From my experience onboarding means showing you where the bathroom is, giving you credentials for your new emial account, pointing you to a company wiki and introducing you to your new team and then you are at the mercy of your team to "get you up to speed".
Stories of some fun activities sound like some sort of novelty to me.
"onboarding" has become somewhat of a UX term. It refers to the process of taking a non-customer and turning them into a customer that understands and can use the product.
There's actually a website that gives examples of different company's "onboarding" experiences: http://www.useronboard.com/
"Signing up" implies creating a few database records and logging someone in. When I say "onboarding", I mean a deliberate attempt to transition somebody into the workflows and uses of the product.
Then... there is onboarding with your enterprise. And that is all about compliance and benefits. It's still "really not about you". It's about HR, Legal. All important functions of the enterprise, but only very loosely related to the job you're hired for.
It boggles my mind how companies do not take onboarding seriously.

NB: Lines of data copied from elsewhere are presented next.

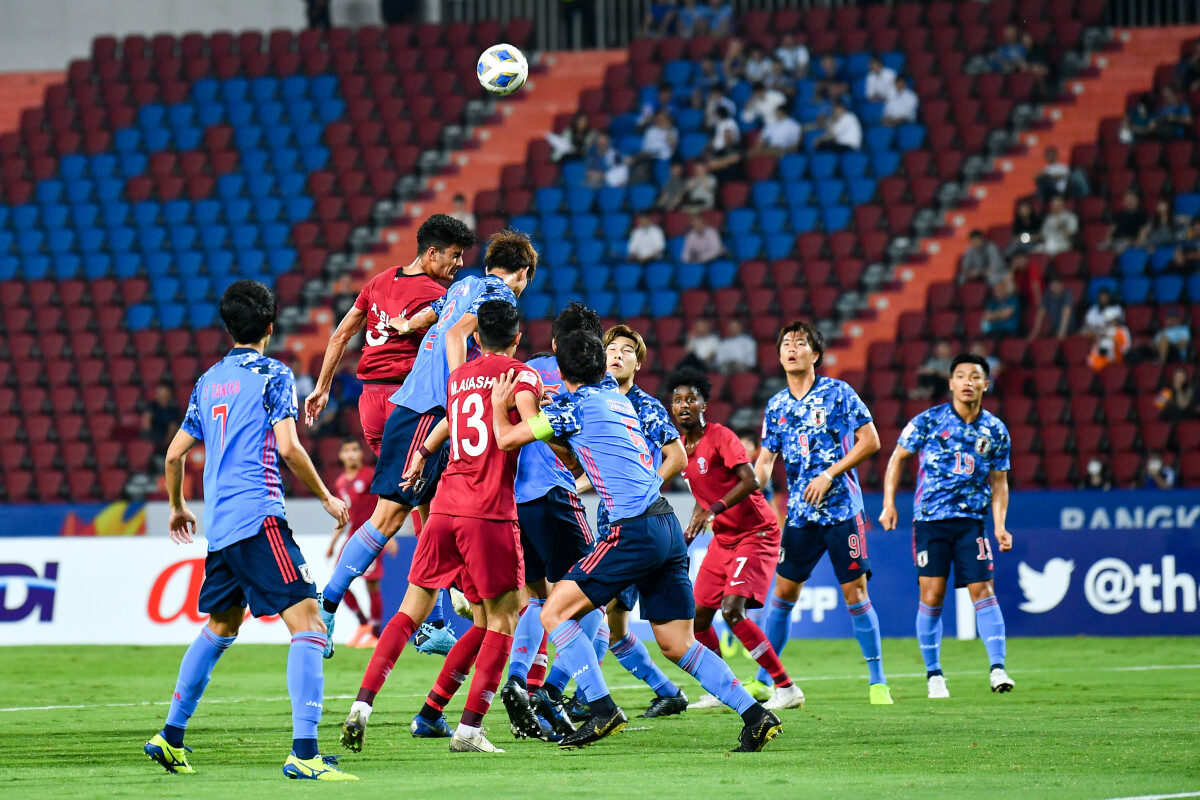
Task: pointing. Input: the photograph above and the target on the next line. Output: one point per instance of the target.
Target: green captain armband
(541, 427)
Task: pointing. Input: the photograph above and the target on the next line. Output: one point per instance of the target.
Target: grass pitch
(1089, 719)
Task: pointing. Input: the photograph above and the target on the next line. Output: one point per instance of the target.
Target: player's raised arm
(298, 461)
(354, 320)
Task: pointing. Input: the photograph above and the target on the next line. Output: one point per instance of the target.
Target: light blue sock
(990, 624)
(527, 639)
(306, 687)
(715, 677)
(778, 627)
(929, 637)
(633, 655)
(867, 631)
(195, 671)
(355, 559)
(574, 653)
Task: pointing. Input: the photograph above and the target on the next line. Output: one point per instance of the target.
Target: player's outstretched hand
(181, 524)
(888, 517)
(336, 509)
(313, 405)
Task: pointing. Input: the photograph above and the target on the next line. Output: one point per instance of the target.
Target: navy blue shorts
(402, 434)
(960, 541)
(647, 553)
(845, 541)
(555, 534)
(267, 571)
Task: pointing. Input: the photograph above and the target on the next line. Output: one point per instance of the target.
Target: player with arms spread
(645, 547)
(244, 410)
(964, 457)
(823, 431)
(509, 263)
(741, 559)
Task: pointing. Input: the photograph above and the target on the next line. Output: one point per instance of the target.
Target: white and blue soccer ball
(502, 70)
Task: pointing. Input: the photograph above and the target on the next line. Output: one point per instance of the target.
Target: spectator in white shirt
(737, 352)
(844, 131)
(901, 106)
(647, 242)
(881, 82)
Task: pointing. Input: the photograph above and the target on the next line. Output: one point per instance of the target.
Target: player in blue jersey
(510, 263)
(244, 410)
(823, 431)
(963, 456)
(645, 547)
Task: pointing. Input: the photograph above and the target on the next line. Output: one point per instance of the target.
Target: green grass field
(1089, 719)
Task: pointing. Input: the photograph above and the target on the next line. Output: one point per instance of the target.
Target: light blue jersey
(813, 433)
(425, 389)
(955, 462)
(233, 410)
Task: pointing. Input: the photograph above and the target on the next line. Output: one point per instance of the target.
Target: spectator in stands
(702, 342)
(880, 82)
(647, 242)
(702, 242)
(1059, 228)
(1173, 342)
(934, 376)
(843, 133)
(1002, 312)
(738, 350)
(462, 214)
(1158, 475)
(792, 55)
(901, 106)
(982, 260)
(161, 417)
(1055, 311)
(762, 103)
(1174, 116)
(1009, 55)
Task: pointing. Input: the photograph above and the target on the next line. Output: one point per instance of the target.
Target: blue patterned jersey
(426, 385)
(955, 462)
(813, 434)
(605, 434)
(233, 410)
(539, 469)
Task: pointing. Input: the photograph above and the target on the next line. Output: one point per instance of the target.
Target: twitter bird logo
(1045, 589)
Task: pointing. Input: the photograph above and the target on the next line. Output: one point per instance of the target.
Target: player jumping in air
(823, 431)
(244, 410)
(739, 563)
(645, 547)
(510, 263)
(394, 308)
(963, 451)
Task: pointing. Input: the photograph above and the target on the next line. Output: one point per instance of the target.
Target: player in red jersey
(472, 539)
(354, 487)
(394, 307)
(741, 559)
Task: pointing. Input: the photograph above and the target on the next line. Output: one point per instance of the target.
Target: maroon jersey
(387, 355)
(478, 480)
(711, 475)
(357, 494)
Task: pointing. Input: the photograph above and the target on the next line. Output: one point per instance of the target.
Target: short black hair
(576, 317)
(971, 358)
(816, 341)
(581, 358)
(441, 232)
(247, 310)
(691, 377)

This is the best opportunity you have to set your people up for success, bar none. Plus, many of the things your company should do to build a great onboarding experience can also be leveraged to make it easy to do things like "move people between teams", "expand into a new office", and "hire great people".
"New potential customers," I guess. I'm familiar with onboarding as a term for what you do to new hires and was quite confused by this article until I figured out it's about marketing emails.